The headline was "Cuomo Administration Has A Big Headache Right Now" and it ran right over this photo:
Again, the timing seemed deliberate - the press begins to report that Cuomo's got his "mojo" back, a few days later someone leaks that there is an investigation into Cuomo's much heralded (at least by the Cuomo administration) Buffalo Billion Project, thus undercutting the "Cuomo's got his mojo back" narrative.
Bharara clearly isn't done with Cuomo and while we haven't had any charges out of the Moreland investigation into Cuomo, the recent leaks about Cuomo's Buffalo Billion Project, Cuomo's SUNY Poly man, Alain Kaloyeros, and the investigation into Cuomo's donors and just how they got contracts that seemed rigged just for them suggests there could be criminal charges that touch Cuomo at least politically.
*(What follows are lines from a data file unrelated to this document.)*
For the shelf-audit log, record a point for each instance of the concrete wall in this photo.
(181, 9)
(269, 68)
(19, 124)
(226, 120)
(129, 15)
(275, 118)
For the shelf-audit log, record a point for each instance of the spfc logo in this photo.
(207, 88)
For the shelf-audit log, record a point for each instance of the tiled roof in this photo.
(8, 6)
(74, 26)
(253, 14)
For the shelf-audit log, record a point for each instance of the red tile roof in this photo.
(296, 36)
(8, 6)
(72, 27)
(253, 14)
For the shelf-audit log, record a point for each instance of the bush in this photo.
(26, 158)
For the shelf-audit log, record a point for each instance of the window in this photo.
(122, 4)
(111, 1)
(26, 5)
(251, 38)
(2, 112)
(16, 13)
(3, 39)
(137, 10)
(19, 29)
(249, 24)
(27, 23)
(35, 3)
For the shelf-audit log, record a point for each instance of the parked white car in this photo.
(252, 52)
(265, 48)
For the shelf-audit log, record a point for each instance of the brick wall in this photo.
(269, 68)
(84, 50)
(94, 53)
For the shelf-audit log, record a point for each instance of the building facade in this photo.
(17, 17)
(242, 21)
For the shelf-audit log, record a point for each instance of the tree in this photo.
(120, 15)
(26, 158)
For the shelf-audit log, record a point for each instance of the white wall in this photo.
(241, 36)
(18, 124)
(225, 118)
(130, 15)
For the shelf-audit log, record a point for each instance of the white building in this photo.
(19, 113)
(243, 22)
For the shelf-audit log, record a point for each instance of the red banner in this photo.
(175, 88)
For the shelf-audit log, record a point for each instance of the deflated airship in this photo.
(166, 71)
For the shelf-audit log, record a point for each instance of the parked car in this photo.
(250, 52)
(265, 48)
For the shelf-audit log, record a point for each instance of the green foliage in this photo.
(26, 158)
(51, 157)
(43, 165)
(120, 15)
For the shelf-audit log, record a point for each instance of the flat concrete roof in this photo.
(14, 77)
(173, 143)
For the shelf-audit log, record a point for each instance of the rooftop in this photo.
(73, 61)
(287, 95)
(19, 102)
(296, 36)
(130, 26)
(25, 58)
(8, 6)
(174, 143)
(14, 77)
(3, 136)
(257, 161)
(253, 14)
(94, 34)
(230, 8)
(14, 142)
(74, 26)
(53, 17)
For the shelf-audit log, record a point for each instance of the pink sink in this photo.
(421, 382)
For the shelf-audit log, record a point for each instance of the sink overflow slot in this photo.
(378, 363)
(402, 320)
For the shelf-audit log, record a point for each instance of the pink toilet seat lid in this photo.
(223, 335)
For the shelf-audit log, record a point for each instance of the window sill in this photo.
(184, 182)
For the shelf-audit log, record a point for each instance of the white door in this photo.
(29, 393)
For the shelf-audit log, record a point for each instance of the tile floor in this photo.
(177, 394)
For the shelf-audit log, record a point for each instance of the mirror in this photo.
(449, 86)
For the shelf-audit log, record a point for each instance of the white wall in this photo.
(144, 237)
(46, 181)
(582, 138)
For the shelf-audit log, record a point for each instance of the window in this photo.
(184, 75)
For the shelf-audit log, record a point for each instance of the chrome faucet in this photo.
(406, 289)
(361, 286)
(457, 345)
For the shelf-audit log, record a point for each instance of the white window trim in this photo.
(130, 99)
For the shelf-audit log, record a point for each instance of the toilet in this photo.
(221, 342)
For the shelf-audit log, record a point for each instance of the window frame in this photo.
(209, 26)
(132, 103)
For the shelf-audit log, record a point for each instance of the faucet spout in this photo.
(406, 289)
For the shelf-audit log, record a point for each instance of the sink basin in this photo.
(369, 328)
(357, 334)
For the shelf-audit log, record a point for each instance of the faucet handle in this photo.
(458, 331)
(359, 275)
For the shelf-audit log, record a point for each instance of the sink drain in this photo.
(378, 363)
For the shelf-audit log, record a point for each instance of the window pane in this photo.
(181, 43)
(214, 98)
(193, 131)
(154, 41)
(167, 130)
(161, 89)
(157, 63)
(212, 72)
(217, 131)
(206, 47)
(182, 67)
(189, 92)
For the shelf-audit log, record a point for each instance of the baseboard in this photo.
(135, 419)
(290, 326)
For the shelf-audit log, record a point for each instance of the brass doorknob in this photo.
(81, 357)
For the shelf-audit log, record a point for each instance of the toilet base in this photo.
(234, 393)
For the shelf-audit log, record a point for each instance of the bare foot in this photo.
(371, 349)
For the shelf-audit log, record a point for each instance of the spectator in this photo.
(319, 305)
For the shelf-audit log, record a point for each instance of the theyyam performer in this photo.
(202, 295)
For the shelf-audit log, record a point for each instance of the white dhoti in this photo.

And that's assuming that Bharara isn't squeezing those involved in the investigation so that he can work his way up the food chain or has some wiretaps with something incriminating on them that makes political or criminal problems for Cuomo himself.
There's not much Cuomo can do about Bharara, who seems to enjoy torturing him almost as much as Cuomo enjoys torturing de Blasio, so Cuomo assuages his worries by focusing his animosity and anxiety on de Blasio and making him "Priority Number #1."
Pathetic to be sure, but that's how bullies work and Cuomo's a classic bully.
Maybe that helps Cuomo sleep better at night, but that certainly isn't going to make Preet go away.
Maybe this all ends well for Cuomo, maybe Preet never brings any more charges in the investigation into the Moreland shutdown, maybe he finds nothing in the Buffalo Billion Project investigation.
But given what's happened so far with Silver and Skelos and the kinds of investigations Bharara has engaged in and the kinds of charges he's brought against them, I wouldn't bet too much of the mortgage on that.